This repository contains the datasheet, data, and code to reproduce all the analyses in the paper. I'm stil organizing things a bit, but if you need something immediately or find it confusing, please open a GitHub issue or email me. I recommend reading the paper, appendix, and datasheet (in that order) thoroughly before sifting through the code.
TEMPORARY EDIT: The raw datafiles are too big for Github and I need to find another solution like Zenodo. I am out of town through the end of January 2022 but if you need them ASAP let me know.
The Github is organized as follows:
"Analysis": This folder contains 3 Rscripts to reproduce the analyses and figures in the paper. These R scripts should save the figures to the "Figures" or "Appendix" folders as appropriate.
Most of the things you are looking for are in the "Data" folder.
Dataset_Curation: You'll find the main notebook to clean and curate the data for the whole project, "MainDataset.ipynb."
Dataset_Curation/Data: You'll find four json files that correspond to the raw data from MAG and PWC. The PWC files are 06/16/21 downloads from here. I will try and add some code to show how I got the MAG ID's for the papers in "datasets.json" but given that MAG is offline, I'm not sure it's that helpful.

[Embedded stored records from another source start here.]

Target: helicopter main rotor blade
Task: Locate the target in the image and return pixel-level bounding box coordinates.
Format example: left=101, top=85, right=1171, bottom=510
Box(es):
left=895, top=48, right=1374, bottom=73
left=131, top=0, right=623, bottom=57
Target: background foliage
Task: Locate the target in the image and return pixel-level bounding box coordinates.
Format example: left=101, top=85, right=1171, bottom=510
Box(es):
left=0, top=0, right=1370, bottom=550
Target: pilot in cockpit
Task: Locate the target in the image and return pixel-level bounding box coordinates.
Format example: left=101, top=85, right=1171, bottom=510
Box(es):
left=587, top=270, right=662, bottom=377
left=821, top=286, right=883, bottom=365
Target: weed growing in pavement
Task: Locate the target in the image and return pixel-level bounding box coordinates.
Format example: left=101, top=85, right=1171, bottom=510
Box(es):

Dataset_Curation/Data/Derivative Datasets: Derivative and intermediary datasets that are created throughout the cleaning process of MainDataset.ipynb are saved here. Some of these datasets take a long time to generate so it's helpful to save them as we go.
Dataset_Curation/Data/Analysis_Datasets: The final datasets created by MainDataset.ipyb drawn on by the R scripts in the "Analysis" Folder are saved here.
Dataset_Curation/Data/Sensitivity_Datasets: Sensitivity analysis datasets created by MainDataset.ipyb drawn on by the R scripts in the "Analysis" Folder are saved here.